# <center> **Home Credit Default Risk Assessment**
# <center> **Installments Payments Dataset**

# **Introduction**

In this part of the project, I aggregate features in the installments_payments table that I will merge with the main application_train table at a later stage. The new features will prove to have good predictive abilities.

# **Libraries**

In [1]:
import pandas as pd
import numpy as np

from feature_engine.imputation import ArbitraryNumberImputer

import functions
import importlib
importlib.reload(functions)

import warnings

# **Display**

In [2]:
%matplotlib inline

pd.options.display.max_rows = 300000
pd.options.display.max_columns = 999
pd.options.display.max_colwidth = 500

warnings.filterwarnings("ignore")
warnings.simplefilter(action="ignore", category=FutureWarning)
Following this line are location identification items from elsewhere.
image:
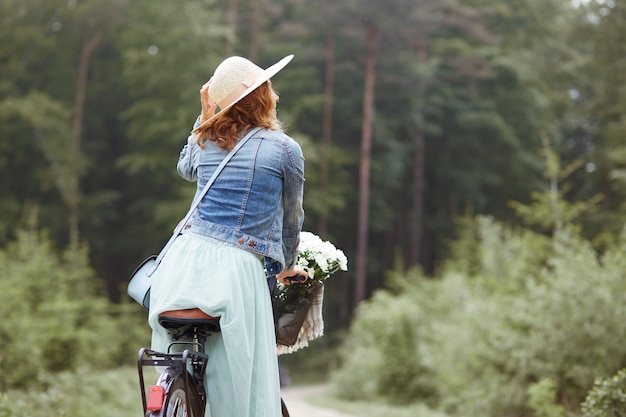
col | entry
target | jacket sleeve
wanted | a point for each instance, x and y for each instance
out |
(293, 193)
(186, 167)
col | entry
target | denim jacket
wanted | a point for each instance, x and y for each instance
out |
(255, 203)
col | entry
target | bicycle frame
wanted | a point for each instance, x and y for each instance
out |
(180, 361)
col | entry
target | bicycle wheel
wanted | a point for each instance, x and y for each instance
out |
(283, 409)
(177, 402)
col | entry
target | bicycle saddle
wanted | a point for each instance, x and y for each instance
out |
(176, 319)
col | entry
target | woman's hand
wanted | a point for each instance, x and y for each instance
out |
(296, 270)
(208, 105)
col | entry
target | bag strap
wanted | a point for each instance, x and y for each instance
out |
(199, 198)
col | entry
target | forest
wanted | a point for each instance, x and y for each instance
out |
(468, 156)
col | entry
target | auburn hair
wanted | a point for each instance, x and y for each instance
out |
(257, 109)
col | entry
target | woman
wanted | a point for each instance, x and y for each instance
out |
(247, 224)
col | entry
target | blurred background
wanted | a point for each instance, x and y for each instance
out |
(468, 156)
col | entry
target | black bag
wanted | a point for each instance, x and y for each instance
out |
(289, 316)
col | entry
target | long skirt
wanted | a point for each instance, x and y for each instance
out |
(227, 282)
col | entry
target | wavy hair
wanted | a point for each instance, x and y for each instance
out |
(257, 109)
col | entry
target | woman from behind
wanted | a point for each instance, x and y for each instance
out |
(246, 226)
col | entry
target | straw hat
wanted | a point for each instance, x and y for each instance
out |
(235, 78)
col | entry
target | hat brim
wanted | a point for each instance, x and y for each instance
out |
(265, 75)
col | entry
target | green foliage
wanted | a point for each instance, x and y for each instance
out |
(542, 399)
(528, 328)
(55, 316)
(84, 393)
(387, 354)
(607, 398)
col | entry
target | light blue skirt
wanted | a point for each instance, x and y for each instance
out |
(226, 282)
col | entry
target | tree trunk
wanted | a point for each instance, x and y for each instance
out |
(255, 31)
(328, 124)
(366, 145)
(73, 194)
(233, 18)
(418, 175)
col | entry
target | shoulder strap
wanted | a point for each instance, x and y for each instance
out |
(199, 198)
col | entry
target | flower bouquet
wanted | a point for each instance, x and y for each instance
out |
(299, 302)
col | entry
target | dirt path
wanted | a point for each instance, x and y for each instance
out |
(296, 399)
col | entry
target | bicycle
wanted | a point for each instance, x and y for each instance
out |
(179, 391)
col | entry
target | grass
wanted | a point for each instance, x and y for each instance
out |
(113, 393)
(372, 409)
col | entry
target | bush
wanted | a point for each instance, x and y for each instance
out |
(607, 398)
(386, 355)
(55, 316)
(525, 332)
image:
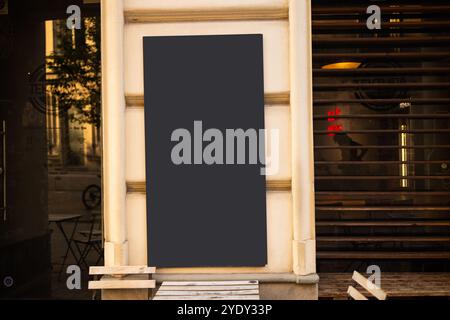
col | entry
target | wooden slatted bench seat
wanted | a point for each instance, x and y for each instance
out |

pd.set_option('display.max_rows', 200)

size = 20

# **Data**

## **Load Data**

In [3]:
install = pd.read_csv(
    r"C:\Users\Dell\Documents\AI\Risk\Data\installments_payments.csv",
    index_col=False)

## **Reduce Memory Usage**

Changing datatypes to a lower level to save on system resources.

In [5]:
install = functions.reduce_memory_usage(install)

Memory usage of dataframe is 830.41 MB
Memory usage after optimization is: 311.40 MB
Decreased by 62.5%


## **Remove Infinity Values**

Replacing inf and -inf values with NAN.

In [6]:
install.replace([np.inf, -np.inf], np.nan, inplace=True)

## **Missing Values**

In [7]:
functions.MissingValues(install)

Unnamed: 0,NumberMissing,PercentageMissing,DataType
DAYS_ENTRY_PAYMENT,2905,0.02,float16
AMT_PAYMENT,2905,0.02,float32


## **Imputation**

Imputation of missing values. Numerical missing values were imputed with an arbitrary number. This is a deliberate choice to not introduce new patterns in the data.

In [8]:
ani = ArbitraryNumberImputer(arbitrary_number=-99999)
ani.fit(install)
install = ani.transform(install)

## **Aggregation**

Aggregation and creation of new features.

In [9]:
install = install.groupby('SK_ID_CURR').agg({

    'SK_ID_PREV': 'count',  
    'AMT_INSTALMENT': ['sum', 'mean'],   
    'AMT_PAYMENT': ['sum', 'mean', 'max', 'min'],  

}).reset_index()


install['SUM_AMT_PAYMENT/SUM_AMT_INSTALMENT'] = install[('AMT_PAYMENT', 'sum')] / install[('AMT_INSTALMENT', 'sum')]
install['MEAN_AMT_PAYMENT-MEAN_AMT_INSTALMENT'] = install[('AMT_PAYMENT', 'mean')] - install[('AMT_INSTALMENT', 'mean')]


install.columns = ['_'.join(col).strip() if type(col) is tuple else col for col in install.columns]

install = install.rename(columns={

    'SK_ID_CURR_': 'SK_ID_CURR', 
    'SK_ID_PREV_count': 'NUM_PREVIOUS_APPLICATIONS',
    'AMT_INSTALMENT_sum': 'SUM_AMT_INSTALMENT',
    'AMT_INSTALMENT_mean': 'AVG_AMT_INSTALMENT',
    'AMT_PAYMENT_sum': 'SUM_AMT_PAYMENT',
    'AMT_PAYMENT_mean': 'AVG_AMT_PAYMENT',
    'AMT_PAYMENT_max': 'MAX_AMT_PAYMENT',
    'AMT_PAYMENT_min': 'MIN_AMT_PAYMENT',
    'SUM_AMT_PAYMENT/SUM_AMT_INSTALMENT_': 'SUM_AMT_PAYMENT/SUM_AMT_INSTALMENT',
    'MEAN_AMT_PAYMENT-MEAN_AMT_INSTALMENT_': 'MEAN_AMT_PAYMENT-MEAN_AMT_INSTALMENT'

})

# **Save Dataframe as CSV File**

A new dataframe is created to be used in later parts of this project.

In [11]:
install.to_csv(r"C:\Users\Dell\Documents\AI\Risk\Data\Data\install 26.csv", index=False)

# **Summary**

> * **Data Cleaning** — I cleaned this table of bad data and infinity values. 
> * **installments_payments Table** — I used domain knowledge gained from research to aggregate and create new features from those in the installments_payments table. 
> * **Merge** — I will merge this new table with the main application_train table in Notebook 10.0.